Mr Nobody against Putin

Gloire aux cinéastes amateurs qui filment les moindres instants de leur vie sans autre objectif que de témoigner de leur quotidien ! Pavel Talankin est de ceux-là qui menait une vie ordinaire entre son existence de célibataire endurci et son métier d’enseignant qu’il exerce comme un véritable sacerdoce. Jusqu’à ce jour de février 2022 où l’armée russe lance une invasion massive contre l’Ukraine où elle mène une guérilla intense depuis 2014 dans l’indifférence générale du reste des nations. Loin du front, certaines mesures ont des incidences sur le quotidien de la population, notamment quand les écoles primaires sont reconverties en centres de recrutement. Dès lors, à la demande de sa hiérarchie soucieuse de conserver des traces de la vie quotidienne de son établissement situé dans une ville minière déshéritée au fin fond de l’Oural, Talankin filme scrupuleusement ce monde qui change, tout en préparant son départ pour l’étranger en prenant soin d’emporter avec lui ces images inestimables qui témoignent des effets d’une guerre lointaine sur la vie d’une population que la mobilisation a réduit aux
femmes et aux enfants.
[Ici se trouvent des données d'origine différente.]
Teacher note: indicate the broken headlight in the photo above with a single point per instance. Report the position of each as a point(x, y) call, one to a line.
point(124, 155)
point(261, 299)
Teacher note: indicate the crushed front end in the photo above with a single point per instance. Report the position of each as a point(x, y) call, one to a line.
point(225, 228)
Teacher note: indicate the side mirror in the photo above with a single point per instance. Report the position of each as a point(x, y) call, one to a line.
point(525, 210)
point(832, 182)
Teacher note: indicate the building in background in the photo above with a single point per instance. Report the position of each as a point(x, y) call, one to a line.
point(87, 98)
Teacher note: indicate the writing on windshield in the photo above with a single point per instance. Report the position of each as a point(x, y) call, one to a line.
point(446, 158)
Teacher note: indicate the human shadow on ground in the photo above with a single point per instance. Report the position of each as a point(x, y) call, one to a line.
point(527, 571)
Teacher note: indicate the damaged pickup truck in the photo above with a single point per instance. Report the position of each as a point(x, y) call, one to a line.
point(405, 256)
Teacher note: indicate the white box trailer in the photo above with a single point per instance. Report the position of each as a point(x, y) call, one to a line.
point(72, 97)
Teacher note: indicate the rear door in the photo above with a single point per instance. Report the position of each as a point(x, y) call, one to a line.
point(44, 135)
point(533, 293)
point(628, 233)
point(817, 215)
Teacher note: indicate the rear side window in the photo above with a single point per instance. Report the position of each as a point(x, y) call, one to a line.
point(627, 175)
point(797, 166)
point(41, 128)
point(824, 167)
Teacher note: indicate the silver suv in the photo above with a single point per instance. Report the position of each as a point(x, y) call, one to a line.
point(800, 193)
C’est une fois réfugié à l’étranger que le réalisateur a confié ses images à David Borenstein avec lequel il en a confectionné une sorte de journal de l’arrière où l’on découvre l’impact qu’exerce cette guerre sans nom sur la population russe.
Témoignage d’autant plus précieux que les actualités ont interdiction d’en rendre compte, sous peine de porter atteinte au moral des troupes mais aussi à l’état d’esprit d’un peuple tenu dans l’ignorance de ce qui se passe sur le front faute d’informations dignes de foi. Véritable hors-champ d’une guerre dont on ne voit que le versant ukrainien, Mr Nobody Against Putin s’attache aux conséquences funestes d’une décision unilatérale prise par un despote nostalgique de la Grande Russie sur un peuple prié de se mettre au garde-à-vous. Le principal mérite de Talankin est d’avoir filmé les événements les
plus anodins pour en extraire un faisceau de pièces à conviction sur l’état d’esprit ambiant. Au contact direct de la jeunesse, il se trouve naturellement aux premières loges pour en prendre le pouls, montrer ses doutes et cette inquiétude qui se transforme peu à peu en détresse sous le poids des absents et d’un déficit d’informations concernant ces Oblasts ukrainiens annexés unilatéralement qu’a entériné un référendum plutôt vague.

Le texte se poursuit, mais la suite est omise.